Мотивы, которые вывели на сцену Степана Трофимыча, не новость в нашей литературе. Тургенев гораздо прежде Достоевского оборвал Икаровы крылья нашего идеалиста-эстетика 40-х годов, выставив своего Рудина, тоже праздного болтуна, тоже человека сомнительных поступков и возвышенной проповеди. Но какая все-таки громадная разница между жизненностью портретов Рудина и Степана Трофимыча, и какая еще большая разница в резкости и несправедливости оценки своих героев у обоих авторов. Тургенев, не скрывая, обнажает слабости своего Рудина и не скрывает своего собственного несочувственного взгляда на эти слабости; но Тургенев — прав он или нет в своем несочувствии — все-таки рисует полного и подлинного человека, за которым нельзя не признать известной силы, известных заслуг, рядом с очевидными его грехами; Рудин Тургенева возбуждает много сожалений и досады, но он вместе с тем близок и даже несколько дорог сердцу читателя. Читатель признает в нем в значительной степени себя самого, свои национальные грехи и грехи своего века, своего сословия и в то же время много доброго, что свойственно русскому человеку, русскому дворянину, русскому гуманисту… Словом, он верит в Рудина, он относится к нему, как к правде, как к живому, оттого Рудин сразу сделался и надолго останется художественным типом нашей литературы, рядом с Онегиным, Обломовым и другими; оттого Рудин сделался в свое время нарицательным именем.

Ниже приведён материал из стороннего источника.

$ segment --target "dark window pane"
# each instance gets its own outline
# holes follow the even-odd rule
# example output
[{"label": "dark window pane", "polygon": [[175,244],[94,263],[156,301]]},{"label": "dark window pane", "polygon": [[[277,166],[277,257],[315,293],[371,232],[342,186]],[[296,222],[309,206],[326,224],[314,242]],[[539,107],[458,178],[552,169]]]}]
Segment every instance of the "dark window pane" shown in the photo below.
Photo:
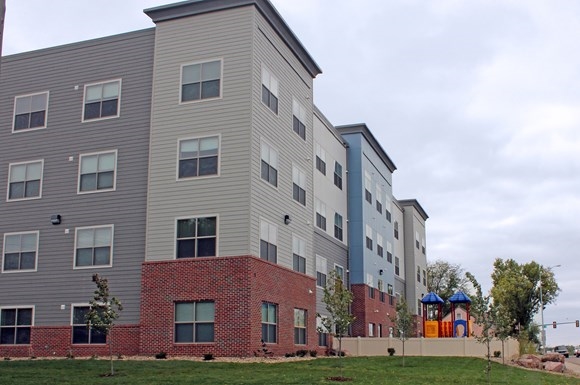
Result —
[{"label": "dark window pane", "polygon": [[31,180],[31,181],[26,182],[24,196],[26,198],[40,196],[40,181],[39,180]]},{"label": "dark window pane", "polygon": [[213,342],[213,323],[195,325],[195,342]]},{"label": "dark window pane", "polygon": [[179,161],[179,177],[180,178],[189,178],[192,176],[197,176],[197,159],[180,160]]},{"label": "dark window pane", "polygon": [[181,87],[181,101],[199,100],[201,97],[199,83],[184,84]]},{"label": "dark window pane", "polygon": [[81,175],[81,191],[94,191],[97,189],[97,174]]},{"label": "dark window pane", "polygon": [[77,249],[75,266],[91,266],[93,264],[93,249],[91,247]]},{"label": "dark window pane", "polygon": [[114,177],[115,177],[114,171],[106,171],[99,173],[97,180],[97,189],[102,190],[107,188],[113,188]]},{"label": "dark window pane", "polygon": [[220,96],[220,81],[219,79],[216,80],[209,80],[203,82],[201,86],[201,98],[217,98]]},{"label": "dark window pane", "polygon": [[215,257],[215,238],[202,238],[197,241],[198,257]]},{"label": "dark window pane", "polygon": [[175,342],[193,342],[193,324],[175,325]]},{"label": "dark window pane", "polygon": [[101,117],[105,116],[116,116],[118,111],[119,99],[105,100],[103,101],[103,110],[101,111]]},{"label": "dark window pane", "polygon": [[110,247],[95,247],[95,265],[108,265],[110,263],[110,255]]},{"label": "dark window pane", "polygon": [[28,252],[20,255],[20,268],[24,270],[34,269],[36,265],[36,253]]},{"label": "dark window pane", "polygon": [[201,158],[199,160],[199,175],[217,174],[217,156]]},{"label": "dark window pane", "polygon": [[177,258],[194,258],[195,240],[186,239],[177,241]]},{"label": "dark window pane", "polygon": [[10,183],[10,199],[24,198],[24,182]]},{"label": "dark window pane", "polygon": [[23,130],[29,128],[29,114],[16,115],[14,119],[14,129]]},{"label": "dark window pane", "polygon": [[85,104],[85,119],[96,119],[101,117],[101,102]]},{"label": "dark window pane", "polygon": [[37,111],[30,114],[30,128],[44,126],[45,111]]}]

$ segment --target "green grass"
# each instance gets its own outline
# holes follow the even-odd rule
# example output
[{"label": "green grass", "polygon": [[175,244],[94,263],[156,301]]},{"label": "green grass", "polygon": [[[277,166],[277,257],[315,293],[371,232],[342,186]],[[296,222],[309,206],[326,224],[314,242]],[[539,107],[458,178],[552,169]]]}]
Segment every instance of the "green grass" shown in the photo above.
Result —
[{"label": "green grass", "polygon": [[[333,382],[340,375],[338,358],[282,363],[226,363],[202,361],[115,361],[116,375],[107,360],[0,361],[0,384],[123,384],[123,385],[250,385],[250,384],[487,384],[486,362],[478,358],[348,357],[343,375],[350,382]],[[580,378],[493,364],[492,384],[580,385]]]}]

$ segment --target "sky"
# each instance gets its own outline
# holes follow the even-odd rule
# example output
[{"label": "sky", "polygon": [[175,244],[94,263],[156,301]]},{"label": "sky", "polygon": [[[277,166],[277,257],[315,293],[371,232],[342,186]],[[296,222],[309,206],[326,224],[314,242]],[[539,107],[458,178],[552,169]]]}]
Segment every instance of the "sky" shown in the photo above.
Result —
[{"label": "sky", "polygon": [[[496,258],[561,265],[545,323],[579,319],[580,2],[271,1],[322,68],[315,104],[366,123],[395,197],[429,215],[428,260],[484,290]],[[173,1],[6,2],[4,55],[153,27],[142,10]],[[546,340],[580,345],[580,328]]]}]

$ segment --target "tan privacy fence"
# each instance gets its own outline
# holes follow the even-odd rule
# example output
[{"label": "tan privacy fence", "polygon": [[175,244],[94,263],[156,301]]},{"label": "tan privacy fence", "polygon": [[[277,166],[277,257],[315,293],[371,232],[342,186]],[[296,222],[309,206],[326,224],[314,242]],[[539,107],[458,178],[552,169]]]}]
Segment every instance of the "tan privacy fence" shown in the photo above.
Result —
[{"label": "tan privacy fence", "polygon": [[[334,339],[334,348],[338,340]],[[395,355],[403,354],[403,343],[397,338],[343,338],[342,349],[351,356],[386,356],[387,349],[394,348]],[[502,352],[500,340],[493,340],[490,353]],[[517,340],[504,341],[502,356],[511,358],[519,354]],[[446,356],[446,357],[485,357],[487,347],[474,338],[410,338],[405,341],[406,356]]]}]

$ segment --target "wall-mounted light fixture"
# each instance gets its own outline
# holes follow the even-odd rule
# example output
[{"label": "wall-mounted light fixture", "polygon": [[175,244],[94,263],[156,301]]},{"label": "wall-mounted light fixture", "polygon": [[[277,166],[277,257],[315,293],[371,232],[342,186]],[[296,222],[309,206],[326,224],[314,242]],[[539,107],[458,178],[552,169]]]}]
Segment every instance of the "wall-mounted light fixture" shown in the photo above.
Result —
[{"label": "wall-mounted light fixture", "polygon": [[60,225],[61,221],[62,217],[60,216],[60,214],[53,214],[50,216],[50,223],[52,223],[53,225]]}]

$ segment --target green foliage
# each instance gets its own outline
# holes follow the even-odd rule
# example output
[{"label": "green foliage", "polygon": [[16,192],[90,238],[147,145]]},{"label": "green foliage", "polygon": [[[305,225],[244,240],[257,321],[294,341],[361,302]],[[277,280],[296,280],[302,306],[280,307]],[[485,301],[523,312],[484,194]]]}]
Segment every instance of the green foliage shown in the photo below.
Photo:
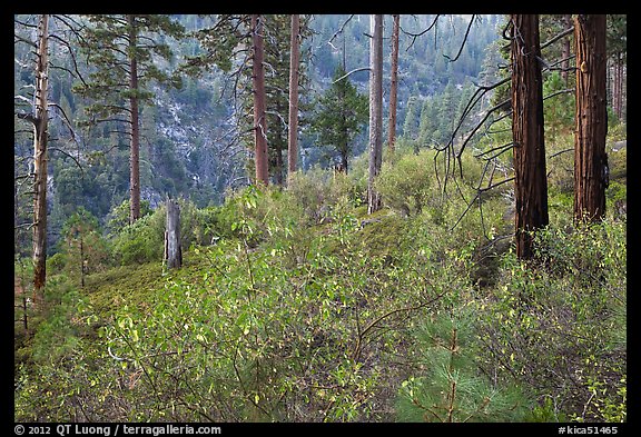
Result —
[{"label": "green foliage", "polygon": [[434,193],[431,158],[433,152],[423,151],[416,156],[405,155],[394,165],[384,162],[375,180],[384,203],[406,216],[421,213]]},{"label": "green foliage", "polygon": [[415,335],[421,373],[401,385],[400,420],[522,420],[529,403],[519,388],[495,387],[475,365],[477,341],[470,307],[435,314]]},{"label": "green foliage", "polygon": [[[106,268],[110,261],[110,247],[102,237],[98,219],[83,207],[67,219],[62,226],[57,258],[48,262],[62,269],[69,277],[83,277]],[[62,262],[61,262],[62,261]]]},{"label": "green foliage", "polygon": [[574,95],[565,91],[568,89],[573,91],[558,71],[549,75],[543,82],[543,96],[553,96],[543,101],[546,143],[556,143],[559,135],[574,129]]},{"label": "green foliage", "polygon": [[115,261],[118,265],[161,261],[165,247],[165,211],[141,217],[126,225],[112,239]]},{"label": "green foliage", "polygon": [[338,155],[343,170],[347,171],[353,140],[367,121],[368,101],[366,96],[358,93],[349,78],[341,79],[345,75],[346,71],[337,67],[332,86],[318,98],[312,131],[318,133],[319,146],[331,147]]},{"label": "green foliage", "polygon": [[509,254],[486,297],[485,371],[516,377],[570,418],[623,419],[625,224],[550,227],[536,244],[541,265]]},{"label": "green foliage", "polygon": [[[107,216],[107,231],[116,235],[122,231],[129,225],[129,199],[125,199],[120,205],[115,206]],[[149,200],[140,200],[140,217],[148,216],[152,212]]]},{"label": "green foliage", "polygon": [[317,225],[329,219],[332,209],[345,199],[352,205],[362,201],[361,189],[354,176],[344,172],[323,170],[318,166],[305,173],[290,176],[287,192],[303,209],[309,225]]}]

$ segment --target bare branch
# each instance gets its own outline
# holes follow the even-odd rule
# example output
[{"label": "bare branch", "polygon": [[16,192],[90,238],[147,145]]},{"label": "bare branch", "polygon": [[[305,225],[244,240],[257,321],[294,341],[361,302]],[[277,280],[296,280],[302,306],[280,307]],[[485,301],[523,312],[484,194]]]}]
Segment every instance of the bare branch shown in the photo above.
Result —
[{"label": "bare branch", "polygon": [[335,81],[333,81],[332,83],[336,83],[336,82],[338,82],[338,81],[341,81],[341,80],[345,79],[346,77],[348,77],[349,75],[353,75],[353,73],[355,73],[355,72],[358,72],[358,71],[369,71],[369,70],[371,70],[371,68],[369,68],[369,67],[361,67],[361,68],[356,68],[356,69],[354,69],[354,70],[352,70],[352,71],[349,71],[349,72],[347,72],[347,73],[345,73],[345,75],[341,76],[338,79],[336,79],[336,80],[335,80]]}]

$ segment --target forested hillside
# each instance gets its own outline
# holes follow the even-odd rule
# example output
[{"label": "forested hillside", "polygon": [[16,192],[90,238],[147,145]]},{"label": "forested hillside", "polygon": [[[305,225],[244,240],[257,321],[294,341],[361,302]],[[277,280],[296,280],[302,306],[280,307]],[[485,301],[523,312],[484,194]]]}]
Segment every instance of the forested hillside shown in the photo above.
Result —
[{"label": "forested hillside", "polygon": [[627,421],[627,16],[14,41],[16,421]]}]

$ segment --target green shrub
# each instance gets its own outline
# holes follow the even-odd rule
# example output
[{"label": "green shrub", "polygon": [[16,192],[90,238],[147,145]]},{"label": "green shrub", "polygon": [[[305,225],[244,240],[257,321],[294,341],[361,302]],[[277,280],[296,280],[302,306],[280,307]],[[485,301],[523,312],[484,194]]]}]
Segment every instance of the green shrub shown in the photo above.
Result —
[{"label": "green shrub", "polygon": [[402,421],[519,421],[529,400],[516,386],[496,387],[476,364],[470,309],[434,315],[420,325],[421,373],[404,380],[396,404]]},{"label": "green shrub", "polygon": [[125,226],[114,238],[116,262],[126,266],[161,261],[165,248],[164,208]]},{"label": "green shrub", "polygon": [[575,420],[624,419],[625,224],[549,227],[540,261],[510,252],[486,297],[485,371],[516,377]]},{"label": "green shrub", "polygon": [[421,213],[431,197],[436,197],[433,188],[433,153],[405,155],[394,165],[384,162],[375,180],[375,189],[383,203],[405,216]]}]

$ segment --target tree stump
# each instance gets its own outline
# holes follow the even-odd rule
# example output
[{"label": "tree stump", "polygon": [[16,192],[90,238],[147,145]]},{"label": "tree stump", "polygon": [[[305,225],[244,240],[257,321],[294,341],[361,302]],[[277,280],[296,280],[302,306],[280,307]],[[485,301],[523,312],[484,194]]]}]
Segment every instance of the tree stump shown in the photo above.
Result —
[{"label": "tree stump", "polygon": [[167,199],[167,227],[165,230],[165,262],[169,269],[183,266],[180,207],[177,201],[169,198]]}]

Но Степан Трофимыч совсем другое; это основной порок типа Рудиных, выделенный анатомическим ножом из внутренности живого разностороннего организма и пущенный жить под кличкою и в ложной форме живого человека. Как всякое создание исключительно сатирического настроения, он не имеет теплой крови и бьющегося сердца, а производит впечатление более или менее искусной, но непременно односторонней и безжизненной логической постройки. Как ни хлопочет автор наделить его теми и другими quasi-живыми подробностями, замаскировать от проницательного взгляда читателя его автоматичность, — механика самая ловкая все-таки не в силах сойти за живой организм. Смех сатиры слишком холоден и разрушителен, чтобы он мог зажечь в своих созданьях огонь настоящей неподдельной искренней жизни…

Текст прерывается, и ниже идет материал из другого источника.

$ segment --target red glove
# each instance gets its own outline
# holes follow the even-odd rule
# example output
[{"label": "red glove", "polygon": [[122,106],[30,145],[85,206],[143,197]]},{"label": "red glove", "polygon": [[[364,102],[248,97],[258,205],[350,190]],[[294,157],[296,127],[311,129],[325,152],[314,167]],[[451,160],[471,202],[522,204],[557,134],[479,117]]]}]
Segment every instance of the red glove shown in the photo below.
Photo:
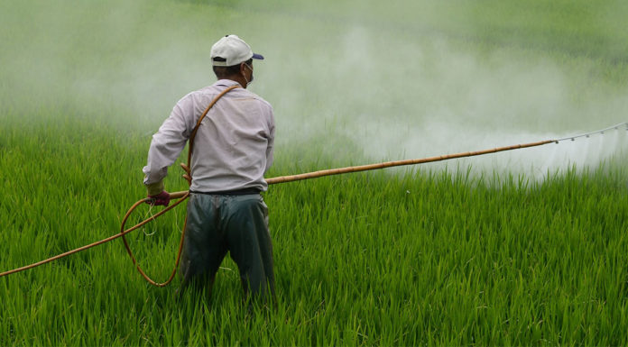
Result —
[{"label": "red glove", "polygon": [[153,206],[156,205],[167,206],[168,204],[170,204],[170,194],[165,190],[162,190],[162,193],[156,196],[148,196],[148,198],[150,200],[146,201],[146,204],[150,204]]}]

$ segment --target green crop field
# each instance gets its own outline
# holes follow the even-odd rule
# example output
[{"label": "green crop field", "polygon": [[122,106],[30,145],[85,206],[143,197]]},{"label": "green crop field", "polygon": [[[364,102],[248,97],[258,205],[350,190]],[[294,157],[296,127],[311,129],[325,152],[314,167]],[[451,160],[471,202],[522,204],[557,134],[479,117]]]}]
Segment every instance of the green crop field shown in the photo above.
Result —
[{"label": "green crop field", "polygon": [[[267,176],[626,122],[619,0],[0,2],[0,272],[119,232],[151,135],[236,33]],[[270,187],[276,308],[175,299],[115,240],[0,278],[0,345],[626,345],[628,132]],[[185,153],[180,160],[185,160]],[[185,190],[178,163],[166,179]],[[141,207],[132,222],[158,208]],[[128,237],[157,280],[181,205]]]}]

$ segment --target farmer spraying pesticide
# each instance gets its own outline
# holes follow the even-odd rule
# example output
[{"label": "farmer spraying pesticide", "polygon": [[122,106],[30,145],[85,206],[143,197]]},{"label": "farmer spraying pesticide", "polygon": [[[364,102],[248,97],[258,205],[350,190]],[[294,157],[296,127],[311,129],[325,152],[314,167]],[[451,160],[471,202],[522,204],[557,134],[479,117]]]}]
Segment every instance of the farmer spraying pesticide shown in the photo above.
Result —
[{"label": "farmer spraying pesticide", "polygon": [[[152,136],[143,183],[152,205],[168,205],[162,179],[190,141],[190,199],[180,271],[187,287],[208,287],[227,251],[245,296],[274,295],[268,208],[260,193],[272,163],[272,107],[246,87],[254,54],[236,35],[220,39],[210,58],[217,81],[180,99]],[[193,147],[192,147],[193,143]]]}]

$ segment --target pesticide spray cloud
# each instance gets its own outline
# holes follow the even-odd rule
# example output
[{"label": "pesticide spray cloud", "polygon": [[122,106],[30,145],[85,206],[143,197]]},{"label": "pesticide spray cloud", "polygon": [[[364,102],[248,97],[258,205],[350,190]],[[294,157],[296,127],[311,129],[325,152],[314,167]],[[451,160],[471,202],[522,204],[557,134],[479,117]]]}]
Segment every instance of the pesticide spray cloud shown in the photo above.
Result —
[{"label": "pesticide spray cloud", "polygon": [[[598,73],[598,60],[622,50],[592,59],[586,47],[548,49],[551,35],[541,37],[550,41],[545,46],[534,32],[508,37],[513,28],[486,19],[503,15],[503,5],[28,0],[2,6],[10,49],[0,53],[0,96],[13,109],[62,100],[86,115],[106,109],[152,133],[180,97],[213,83],[209,48],[236,33],[266,57],[256,62],[252,90],[274,106],[280,158],[289,149],[308,149],[338,166],[422,158],[626,121],[625,83]],[[595,18],[609,22],[607,9]],[[616,46],[605,32],[596,38]],[[571,164],[596,166],[625,149],[625,138],[617,132],[453,165],[542,178]],[[452,164],[429,168],[443,165]]]}]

Сквозь портреты, подобные портретам Степана Трофимыча и большинству других портретов Достоевского — сколько ни потрачено на них глубины мысли и психологического гения — не перестает глядеть на читателя поучающий, обличающий или насмехающийся автор. Они слишком бледны, плоски и холодны, чтобы заслонить собою тенденцию автора, вызвавшую их на Божий свет, и заставить читателя иметь дело прямо с собою, и только с собою, непобедимо увлекши фантазию его в свой мир художественного вымысла.
Но, повторяю, помимо сатирической односторонности этого типа, нас изумляет глубокая несправедливость Достоевского к эпохе нашего просвещения, воспитавшей его собственные гуманные идеалы и вообще подготовившей в нашем грубом, почти диком обществе, при самых трудных исторических и социальных обстоятельствах, ту первую нравственную почву, на которой мы стали людьми 60-х годов; не нам учить Достоевского, что болтуны 40-х годов, с их непрактическими сердечными трепетаньями, с их излишне-возвышенными порывами мысли, с их сантиментальными идеализациями „Бедных людей“, пробивали этою платоничностью своею, этими эстетическими и нравственными идиллиями первые бреши в носорожьей броне невежества наших Митрофанушек и материальности наших Скотининых, которые господствовали тогда в классах русского общества еще почти в девственной непочатости.
Не типом Степанов Трофимычей должна быть помянута эта розовая юность нашей русской цивилизации, хотя, конечно, мы тогда трогались рисунком сердца, пронзенного стрелою, и со слезами перевязывали розовыми ленточками свои послания и мечтания о счастье в хижине, не выходя из барских хором.
Грезы юности, подвиги юности всегда несколько смешны в возрасте зрелой жизни. Но зато как бесконечно скуден, сух и жалок человек, которому нечего было унесть из своей юности; который вправе похвалиться, что с детских лет не сделал ни одной глупости, не увлекался ни одною непрактическою мечтою; который в куклах своих, даже в пять лет, видел деревяшек, а не живых людей; который уже в пятнадцать лет догадался, что до Бога далеко и что своя рубашка ближе к телу, чем чужая. Чичиков еще школьником продавал своим товарищам карандаши и ножички и, конечно, не засаривал своей головы бреднями о всеобщем братстве народов; не сомневаемся, что и Молчалин воспитывал свои таланты „умеренности и аккуратности“ на той же трезвой правде жизни, в той же дали от сантиментальностей и платонических мечтаний.